The GMFCS-E & R scores include the age band of up to 18 yr [22]. As per this revised scale, we included patients aged up to 18 yr for the evaluation of efficacy of hESC therapy with GMFCS-E & R scores. The results demonstrated that the use of hESC therapy in patients with CP was beneficial. Overall, 30.2% patients achieved a score of 1 on GMFCS- E& R scale by the end of T4 of 338 days. A total of 86 patients (94.5%) showed an improvement in GMFCS-E & R score by the end of T4 with hESC. The GMFCS-E &R scale does not consider cognitive improvement as a parameter [23]; however, cognition is an important concern for patients with CP. In the present study we evaluated the improvements in cognitive skills among patients who had received hESC therapy. Overall, cognitive skills of the patients also showed a significant improvement in 69% of the patients included in the study. Of these, highest improvement was observed in parameters including smiling (81.7%), and recognition/awareness (80.3%) In addition to these parameters, hESC therapy showed an improved vision in patients (will be presented in a separate paper). Previous studies have shown that stem cell therapy may be beneficial in the treatment of visually impaired CP patients [24]. The first clinical trial of autologous umbilical cord blood reinfusion in children aged 12 mon to 6 yr with CP is ongoing at the Duke Univeristy. In this randomized, double blind study the participants were/will be treated with autologous cord blood reinfusion. The investigators have hypothesized infusion of autologous umbilical cord blood might facilitate neural cell repair resulting in improved function. The study will be completed in 2016 [25].

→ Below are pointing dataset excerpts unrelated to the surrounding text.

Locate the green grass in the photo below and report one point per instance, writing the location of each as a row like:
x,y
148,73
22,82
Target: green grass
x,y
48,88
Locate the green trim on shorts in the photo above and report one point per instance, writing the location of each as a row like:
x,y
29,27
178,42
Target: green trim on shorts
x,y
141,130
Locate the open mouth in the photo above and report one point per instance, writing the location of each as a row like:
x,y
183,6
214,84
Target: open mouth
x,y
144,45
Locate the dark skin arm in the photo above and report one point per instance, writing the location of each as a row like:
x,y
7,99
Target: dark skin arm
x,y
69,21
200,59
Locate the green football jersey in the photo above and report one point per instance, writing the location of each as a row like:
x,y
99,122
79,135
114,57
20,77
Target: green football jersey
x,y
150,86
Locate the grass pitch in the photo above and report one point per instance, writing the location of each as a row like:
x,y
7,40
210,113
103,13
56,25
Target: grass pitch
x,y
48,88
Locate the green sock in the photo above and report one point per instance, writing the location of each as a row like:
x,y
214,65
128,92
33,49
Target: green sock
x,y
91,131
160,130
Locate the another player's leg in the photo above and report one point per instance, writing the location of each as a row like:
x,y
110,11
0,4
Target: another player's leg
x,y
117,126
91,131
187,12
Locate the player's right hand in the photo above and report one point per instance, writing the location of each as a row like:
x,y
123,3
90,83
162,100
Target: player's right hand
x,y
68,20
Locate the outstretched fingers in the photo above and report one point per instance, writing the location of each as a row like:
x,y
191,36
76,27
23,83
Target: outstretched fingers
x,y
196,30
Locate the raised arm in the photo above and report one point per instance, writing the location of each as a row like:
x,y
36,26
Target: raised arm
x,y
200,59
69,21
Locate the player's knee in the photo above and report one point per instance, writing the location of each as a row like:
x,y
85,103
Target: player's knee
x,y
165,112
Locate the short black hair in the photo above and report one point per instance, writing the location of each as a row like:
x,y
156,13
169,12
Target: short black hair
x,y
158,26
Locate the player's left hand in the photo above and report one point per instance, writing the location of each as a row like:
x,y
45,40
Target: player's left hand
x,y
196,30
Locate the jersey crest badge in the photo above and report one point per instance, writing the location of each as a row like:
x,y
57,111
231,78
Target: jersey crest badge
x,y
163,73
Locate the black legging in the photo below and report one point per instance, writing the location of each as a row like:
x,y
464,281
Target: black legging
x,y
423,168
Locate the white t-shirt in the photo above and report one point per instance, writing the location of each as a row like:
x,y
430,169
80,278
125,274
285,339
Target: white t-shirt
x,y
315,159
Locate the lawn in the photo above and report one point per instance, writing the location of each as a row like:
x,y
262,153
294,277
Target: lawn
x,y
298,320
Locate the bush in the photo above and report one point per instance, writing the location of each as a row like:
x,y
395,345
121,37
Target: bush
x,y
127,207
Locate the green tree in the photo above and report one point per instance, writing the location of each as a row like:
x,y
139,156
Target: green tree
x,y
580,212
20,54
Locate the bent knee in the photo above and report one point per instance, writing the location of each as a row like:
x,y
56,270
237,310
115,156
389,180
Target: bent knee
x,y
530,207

Various studies have demonstrated the migration and differentiation of hESCs derived progenitor cells at the site of brain injury [5],[26], raising the hope that hESC therapy may eventually be developed to treat disorders related to the central nervous system [27]. hESCs derived precursors have ability to travel along the olfactory system and contribute to neurogenesis [28]. A pre clinical study by Ma et al showed that ESCs-derived cells transplanted on hypoxic-ischemic encephalopathy (HIE) mouse model migrated into the injury site of the brain and expressed neural stem cell differentiation markers like Nestin and MAP-2 [5]. In another study by Liu et al, the migration of transplanted embryonic mesenchymal stem cells (eMSCs) derived from hESCs in an ischemic rat were tracked by staining the brain sections with GFP antibody. The GFP-positive cells were observed in the infarcted region, penumbra and striatum after two days of cells injection. These cells expressed several neuronal markers like MAP-2 and β-tubulin 3, indicating the neuronal differentiation of transplanted eMSCs [29]. In a study by Yang et al, hESC-derived neurons and their progenitors survived transplantation for 5 months in the brain of an experimental rat model of Parkinson disease and contributed to the recovery of locomotor function [26].

In our study, hESCs could have migrated to the hypoperfused areas of the brain after transplantation and “home” in the affected regions. As observed in previous studies, the process of homing is regulated by the communication of the SCs with chemokines, cytokines, and growth factors released from the site of injury [30],[31].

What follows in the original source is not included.